Project Blue Book at Wright-Patterson AFB in Ohio was notified within 24 hours. Major Hector Quintanilla, Blue Book Director from 1963 to 1969, dispatched investigators. Major William Connor of Kirtland AFB and Sergeant David Moody investigated for Blue Book on 26 April 1964. Dr J. Allen Hynek, Blue Book’s scientific consultant, arrived in Socorro on 28 April 1964 and conducted in-person interviews with Zamora and Chavez. He returned for a follow-up investigation later in 1964; secondary sources cite the second visit variously as 14 to 15 May 1964 or as 15 August 1964.
The case was opened in Blue Book records as Case 8766. Quintanilla, writing in the CIA journal Studies in Intelligence (Fall 1966), called it “the best-documented case on record” and added that “still we have been unable, in spite of thorough investigation, to find the vehicle or other stimulus that scared Zamora to the point of panic.” After all investigative leads were exhausted, Blue Book classified Case 8766 as “UNIDENTIFIED.” It is one of approximately 701 cases left in that category out of about 12,618 Blue Book investigations conducted between 1947 and 1969, with secondary sources occasionally citing 700 or 703.

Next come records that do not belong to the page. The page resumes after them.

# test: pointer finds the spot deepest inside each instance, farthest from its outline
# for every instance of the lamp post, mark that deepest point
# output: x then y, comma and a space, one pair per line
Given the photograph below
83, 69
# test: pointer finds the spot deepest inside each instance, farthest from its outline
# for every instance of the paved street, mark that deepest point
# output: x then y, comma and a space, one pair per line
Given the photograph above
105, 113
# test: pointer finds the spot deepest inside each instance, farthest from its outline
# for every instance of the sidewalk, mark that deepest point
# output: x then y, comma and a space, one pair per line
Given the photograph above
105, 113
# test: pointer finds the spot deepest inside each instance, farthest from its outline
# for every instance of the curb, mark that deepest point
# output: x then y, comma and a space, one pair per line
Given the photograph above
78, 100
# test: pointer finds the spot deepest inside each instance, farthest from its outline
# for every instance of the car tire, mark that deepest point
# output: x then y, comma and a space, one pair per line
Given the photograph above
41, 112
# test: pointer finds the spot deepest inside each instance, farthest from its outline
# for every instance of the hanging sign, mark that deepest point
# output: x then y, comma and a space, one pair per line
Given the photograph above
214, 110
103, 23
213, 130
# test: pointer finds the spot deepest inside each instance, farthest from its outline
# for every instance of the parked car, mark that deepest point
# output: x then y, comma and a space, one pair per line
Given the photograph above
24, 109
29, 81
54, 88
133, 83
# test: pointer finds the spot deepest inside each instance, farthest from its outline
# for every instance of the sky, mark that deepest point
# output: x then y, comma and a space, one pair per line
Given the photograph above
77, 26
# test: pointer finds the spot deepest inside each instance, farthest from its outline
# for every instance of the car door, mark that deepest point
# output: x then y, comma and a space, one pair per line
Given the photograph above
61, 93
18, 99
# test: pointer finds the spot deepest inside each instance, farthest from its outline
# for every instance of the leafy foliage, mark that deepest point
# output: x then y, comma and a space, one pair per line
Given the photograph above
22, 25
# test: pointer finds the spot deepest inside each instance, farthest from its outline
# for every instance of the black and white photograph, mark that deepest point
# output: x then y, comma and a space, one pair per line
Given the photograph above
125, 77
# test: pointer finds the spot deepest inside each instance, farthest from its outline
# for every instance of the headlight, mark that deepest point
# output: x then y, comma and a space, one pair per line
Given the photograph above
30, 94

Condon, Stanford, and the 2009 Bragalia hypothesis
The University of Colorado UFO Project, directed by Edward U. Condon and commissioned by the USAF, ran from 1966 to 1969 and published its Scientific Study of Unidentified Flying Objects in January 1969. Field investigator Dr Roy Craig examined Socorro as one of the 91 cases analysed; secondary sources record that Craig came away personally convinced the case was not a hoax. The final report did not provide a definitive explanation and recorded the case as unresolved; the task brief cites the Socorro entry as Case 56 in the published report, a figure carried here subject to verification.
Ray Stanford, a Texas-based UFO researcher and APRO field investigator, began an investigation within days of the sighting. After more than a decade of witness interviews and document gathering, he published Socorro ‘Saucer’ in a Pentagon Pantry (Blueapple Books, 1976). Stanford’s book remains the most detailed independent reconstruction in print and includes additional witness testimony and photographs. Stanford’s separate claim that scrapings of metal were recovered from a broken rock at one impression appears in his 1976 book and is repeated in some secondary sources; the Blue Book file itself does not record the recovery of exotic metallic fragments, and the dossier reports the claim with attribution and does not assert it.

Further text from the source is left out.